A common set of drugs designed to reduce arterial blood pressure are angiotensin-2 receptor blockers. Blocking these receptors causes an overall vasodilation (volume increase) in the body’s arteries which reduces the overall pressure of the system. These angiotensin receptors, though, operate cyclically under circadian control. They are most active at night! Taking the angiotensin-2 receptor blockers at night, then, is the most effective way to use this medication to achieve blood pressure control.
Photo by Ion Chibzii, Wikimedia Commons
An October 26, 2017 article in the British medical journal The Lancet described data from almost six hundred open heart surgeries conducted at Lille University Hospital (Lille, France). These data showed greatly improved patient outcomes when the surgeries were conducted in the afternoon rather than in the morning. There was, according to this study, a 50% lower risk of heart failure or other cardiac event in the afternoon surgeries! The heart muscle itself was more resilient and quicker to regain its ability to contract after these afternoon surgeries, and there were 287 circadian rhythm genes operating at different levels between the morning surgery and the afternoon surgery heart muscle samples.

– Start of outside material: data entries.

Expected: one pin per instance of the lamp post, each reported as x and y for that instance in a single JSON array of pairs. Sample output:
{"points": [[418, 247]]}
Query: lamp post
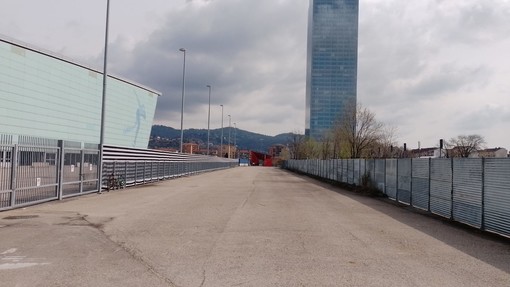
{"points": [[182, 97], [103, 100], [208, 119], [235, 138], [221, 140], [229, 128]]}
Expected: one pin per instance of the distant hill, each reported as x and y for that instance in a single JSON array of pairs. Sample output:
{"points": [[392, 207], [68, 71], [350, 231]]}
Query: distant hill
{"points": [[163, 136]]}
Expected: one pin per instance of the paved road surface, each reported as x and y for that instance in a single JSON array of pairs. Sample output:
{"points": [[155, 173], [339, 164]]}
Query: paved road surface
{"points": [[247, 226]]}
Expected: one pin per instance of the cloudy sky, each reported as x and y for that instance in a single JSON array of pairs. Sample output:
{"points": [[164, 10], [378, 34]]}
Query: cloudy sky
{"points": [[431, 68]]}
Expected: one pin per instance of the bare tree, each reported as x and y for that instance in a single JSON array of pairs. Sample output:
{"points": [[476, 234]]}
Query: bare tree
{"points": [[464, 145], [359, 130], [384, 146]]}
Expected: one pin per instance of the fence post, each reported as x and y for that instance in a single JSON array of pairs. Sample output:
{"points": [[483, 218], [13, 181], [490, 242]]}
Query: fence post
{"points": [[430, 181], [14, 171], [60, 170], [411, 185], [82, 161], [451, 191], [482, 225], [396, 181]]}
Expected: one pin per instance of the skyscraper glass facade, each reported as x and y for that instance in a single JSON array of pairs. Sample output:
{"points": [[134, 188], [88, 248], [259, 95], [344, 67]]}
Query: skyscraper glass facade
{"points": [[332, 63]]}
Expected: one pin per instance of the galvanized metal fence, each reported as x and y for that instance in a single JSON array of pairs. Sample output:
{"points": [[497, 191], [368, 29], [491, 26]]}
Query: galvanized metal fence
{"points": [[472, 191], [35, 170]]}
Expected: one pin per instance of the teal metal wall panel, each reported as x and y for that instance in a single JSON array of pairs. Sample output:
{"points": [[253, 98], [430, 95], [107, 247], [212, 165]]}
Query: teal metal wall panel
{"points": [[49, 97]]}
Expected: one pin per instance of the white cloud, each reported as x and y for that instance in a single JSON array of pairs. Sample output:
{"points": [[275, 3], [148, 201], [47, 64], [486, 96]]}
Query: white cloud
{"points": [[429, 67]]}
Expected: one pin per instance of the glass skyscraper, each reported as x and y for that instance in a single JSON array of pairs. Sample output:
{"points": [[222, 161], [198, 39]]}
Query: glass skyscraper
{"points": [[332, 63]]}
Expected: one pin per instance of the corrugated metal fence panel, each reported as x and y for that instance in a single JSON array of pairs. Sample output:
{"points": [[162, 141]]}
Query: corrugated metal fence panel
{"points": [[334, 168], [370, 170], [497, 196], [356, 171], [380, 174], [420, 183], [362, 170], [391, 178], [441, 187], [338, 170], [467, 191], [404, 180], [345, 171]]}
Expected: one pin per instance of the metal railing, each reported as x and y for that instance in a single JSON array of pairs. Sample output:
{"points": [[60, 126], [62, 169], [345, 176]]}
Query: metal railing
{"points": [[35, 170], [473, 191], [130, 166]]}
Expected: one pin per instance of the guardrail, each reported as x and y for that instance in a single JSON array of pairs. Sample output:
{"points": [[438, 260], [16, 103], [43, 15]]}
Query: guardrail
{"points": [[473, 191], [130, 166]]}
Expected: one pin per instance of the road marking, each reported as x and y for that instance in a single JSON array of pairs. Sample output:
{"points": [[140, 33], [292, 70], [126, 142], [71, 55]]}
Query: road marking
{"points": [[16, 261], [9, 251]]}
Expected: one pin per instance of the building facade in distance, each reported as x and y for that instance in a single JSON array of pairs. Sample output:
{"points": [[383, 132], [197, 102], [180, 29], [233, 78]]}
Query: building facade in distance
{"points": [[332, 63]]}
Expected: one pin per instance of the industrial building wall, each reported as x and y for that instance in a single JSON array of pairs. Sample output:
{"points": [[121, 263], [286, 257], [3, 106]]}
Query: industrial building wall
{"points": [[45, 96]]}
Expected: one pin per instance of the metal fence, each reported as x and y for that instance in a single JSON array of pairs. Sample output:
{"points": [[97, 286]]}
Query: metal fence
{"points": [[468, 190], [35, 170]]}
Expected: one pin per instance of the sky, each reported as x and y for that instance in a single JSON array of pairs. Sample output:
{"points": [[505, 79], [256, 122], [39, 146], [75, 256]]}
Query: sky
{"points": [[430, 68]]}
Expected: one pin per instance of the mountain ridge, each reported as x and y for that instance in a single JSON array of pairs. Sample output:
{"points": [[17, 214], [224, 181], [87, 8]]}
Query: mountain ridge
{"points": [[168, 137]]}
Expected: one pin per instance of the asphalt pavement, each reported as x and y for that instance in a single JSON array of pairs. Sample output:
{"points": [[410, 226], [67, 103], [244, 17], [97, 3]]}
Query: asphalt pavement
{"points": [[247, 226]]}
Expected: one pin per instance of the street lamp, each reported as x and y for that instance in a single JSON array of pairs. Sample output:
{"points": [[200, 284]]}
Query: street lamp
{"points": [[229, 128], [235, 137], [208, 119], [221, 140], [182, 98], [103, 100]]}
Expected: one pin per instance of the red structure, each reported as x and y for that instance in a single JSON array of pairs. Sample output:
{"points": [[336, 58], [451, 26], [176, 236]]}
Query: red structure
{"points": [[261, 159]]}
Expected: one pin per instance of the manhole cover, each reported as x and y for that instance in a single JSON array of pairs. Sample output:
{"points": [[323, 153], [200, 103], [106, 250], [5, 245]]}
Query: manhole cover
{"points": [[21, 216]]}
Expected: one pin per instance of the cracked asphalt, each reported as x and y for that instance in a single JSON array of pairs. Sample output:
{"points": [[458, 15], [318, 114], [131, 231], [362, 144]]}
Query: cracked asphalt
{"points": [[249, 226]]}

Back in 2015 (Signs of fall 12: Seasonal Jet Lag (Nov. 12, 2015)) I wrote about the impacts of the time change from Daylight Savings to Standard Time. People do get a little off: accidents go up, hospitalizations go up, productivity at work goes down. The chances, though, that our “human society time” means anything at all to the plants and animals around us are pretty small. We have recently seen the effects of the shortening day length on the leaf biology of our senescing deciduous trees and on the behaviors of many of our birds who were compelled to fatten up and fly south. They really don’t care if sunrise is at 6:55 am (Standard time) or 7:55 am (Daylight time): they just care that there are 10 hours and 17 minutes (and falling!) of daylight in the 24 hour period! We will get down, by the way, to 9 hours and 16 minutes of daylight on December 21 (5 hours and 47 minutes less daylight than back on the June Solstice), and then we will start it all over again!
Photo by D. Sillman
Any animals that are tied in to human activity patterns, though, are sure to notice that something has changed when Standard Time returns. My front yard crows have come to expect their morning pile of peanuts to be out there when they arrive a little after dawn. My wild turkeys have timed their appearance in the front yard bird feeder area to coincide with no human presence (I walk Izzy between 6:30 and 7:30 am, and Deborah leaves for work around 8. The turkeys usually roll in around 8:30, which on Day #1 of this Fall’s Standard Time, was 7:30 (right when I was out with Izzy). They were pretty startled by our presence! I hope that they come back!). Izzy, herself, is not sure what to think about the un-naturalness of this time change either. She is used to having her supper at 4:30 pm. Her “biological” supper time is an hour out of phase with this new Standard Supper Time. She is staring at me right now: 3:35 pm. I hope her circadian rhythms adjust soon!